What is the difference between the molar mass and the empirical formula mass of a compound? When are these masses the same and when are they different? When different, how is the molar mass related to the empirical formula mass?

Molar mass is the mass of one mole of a substance, which is the mass of 6.022 x 10^23 units (atoms, molecules, or formula units) of that substance. It is usually expressed in grams per mole (g/mol). Empirical formula mass is the mass of one mole of the simplest formula that represents the compound's composition. The empirical formula represents the simplest whole-number ratio of atoms in the compound.

The molar mass and empirical formula mass will be the same when the molecular formula of a compound is the same as its empirical formula, meaning that the compound already exists in its simplest whole-number ratio. This often occurs for ionic compounds. For example, consider table salt, which has the molecular formula NaCl. Since its empirical formula is also NaCl, its molar mass and empirical formula mass are the same.

The molar mass and empirical formula mass will be different when the molecular formula of a compound is not the same as its empirical formula, meaning that the compound does not exist in its simplest whole-number ratio. This frequently occurs for covalent compounds. For example, consider glucose, which has the molecular formula C6H12O6. Its empirical formula is CH2O because the compound's molecular formula can be reduced to a simpler whole-number ratio of atoms. In this case, the molar mass is not equal to the empirical formula mass.
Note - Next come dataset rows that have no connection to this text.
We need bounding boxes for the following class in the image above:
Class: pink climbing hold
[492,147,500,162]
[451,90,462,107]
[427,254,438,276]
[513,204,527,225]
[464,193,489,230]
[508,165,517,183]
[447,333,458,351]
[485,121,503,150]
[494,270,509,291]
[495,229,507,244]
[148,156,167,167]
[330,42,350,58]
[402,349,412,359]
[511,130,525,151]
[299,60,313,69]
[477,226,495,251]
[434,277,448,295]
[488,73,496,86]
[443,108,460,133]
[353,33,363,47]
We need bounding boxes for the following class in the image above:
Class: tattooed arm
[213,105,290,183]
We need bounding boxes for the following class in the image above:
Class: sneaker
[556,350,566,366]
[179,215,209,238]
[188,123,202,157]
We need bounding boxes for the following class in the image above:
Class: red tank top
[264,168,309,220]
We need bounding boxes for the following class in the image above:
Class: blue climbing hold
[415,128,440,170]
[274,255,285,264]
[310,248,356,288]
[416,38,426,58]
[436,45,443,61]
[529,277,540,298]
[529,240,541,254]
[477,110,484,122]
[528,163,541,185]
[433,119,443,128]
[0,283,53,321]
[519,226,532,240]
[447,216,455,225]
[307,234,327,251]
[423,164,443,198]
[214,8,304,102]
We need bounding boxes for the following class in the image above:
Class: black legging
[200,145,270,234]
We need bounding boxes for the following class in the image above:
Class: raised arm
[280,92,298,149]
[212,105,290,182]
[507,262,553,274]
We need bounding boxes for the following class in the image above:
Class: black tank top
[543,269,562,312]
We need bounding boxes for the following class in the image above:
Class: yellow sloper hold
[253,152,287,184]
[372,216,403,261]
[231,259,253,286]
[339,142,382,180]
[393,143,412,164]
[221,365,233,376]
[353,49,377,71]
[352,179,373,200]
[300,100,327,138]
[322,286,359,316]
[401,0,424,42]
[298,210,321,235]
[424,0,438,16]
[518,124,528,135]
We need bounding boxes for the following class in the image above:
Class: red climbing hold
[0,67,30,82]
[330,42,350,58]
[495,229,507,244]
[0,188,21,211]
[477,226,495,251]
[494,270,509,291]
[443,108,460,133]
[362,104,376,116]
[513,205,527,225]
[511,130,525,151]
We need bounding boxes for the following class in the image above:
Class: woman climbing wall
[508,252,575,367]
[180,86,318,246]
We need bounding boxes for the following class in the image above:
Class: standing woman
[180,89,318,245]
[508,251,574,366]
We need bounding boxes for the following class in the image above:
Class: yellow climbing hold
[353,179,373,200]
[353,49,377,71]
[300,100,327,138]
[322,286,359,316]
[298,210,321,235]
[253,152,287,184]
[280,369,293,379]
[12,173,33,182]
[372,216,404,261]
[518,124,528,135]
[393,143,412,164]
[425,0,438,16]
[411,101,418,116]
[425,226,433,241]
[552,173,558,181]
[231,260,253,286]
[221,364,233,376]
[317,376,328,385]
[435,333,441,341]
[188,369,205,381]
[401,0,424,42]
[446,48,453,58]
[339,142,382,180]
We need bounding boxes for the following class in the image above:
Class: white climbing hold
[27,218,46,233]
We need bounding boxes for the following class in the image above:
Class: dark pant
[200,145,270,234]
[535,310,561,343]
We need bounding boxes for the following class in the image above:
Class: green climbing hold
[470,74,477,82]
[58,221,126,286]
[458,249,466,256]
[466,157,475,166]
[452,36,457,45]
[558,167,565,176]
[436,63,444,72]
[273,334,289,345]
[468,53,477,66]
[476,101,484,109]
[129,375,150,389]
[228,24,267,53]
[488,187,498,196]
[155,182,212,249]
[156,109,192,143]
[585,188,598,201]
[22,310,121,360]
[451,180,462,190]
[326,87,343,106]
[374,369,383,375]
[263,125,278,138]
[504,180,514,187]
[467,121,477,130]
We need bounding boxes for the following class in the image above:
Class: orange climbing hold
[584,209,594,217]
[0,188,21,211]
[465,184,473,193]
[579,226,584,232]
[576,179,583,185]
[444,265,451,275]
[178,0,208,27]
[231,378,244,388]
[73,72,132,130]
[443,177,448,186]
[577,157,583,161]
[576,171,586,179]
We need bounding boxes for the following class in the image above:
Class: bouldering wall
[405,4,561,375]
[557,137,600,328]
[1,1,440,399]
When the molar mass and empirical formula mass are different, they are related by an integer multiple. To find the multiple, divide the molar mass by the empirical formula mass, which should give a whole number result (considering reasonable experimental error). Using the glucose example from Step 3, the empirical formula mass of CH2O is 12.01 g/mol (C) + 2.02 g/mol (H) + 16.00 g/mol (O) = 30.03 g/mol. The molar mass of glucose is approximately 180.16 g/mol. Dividing the molar mass by the empirical formula mass: \[ n = \frac{180.16 \ \text{g/mol}}{30.03 \ \text{g/mol}} \approx 6 \] The whole-number multiple, n, is approximately 6. This means that the molecular formula of glucose (C6H12O6) is approximately six times the empirical formula (CH2O).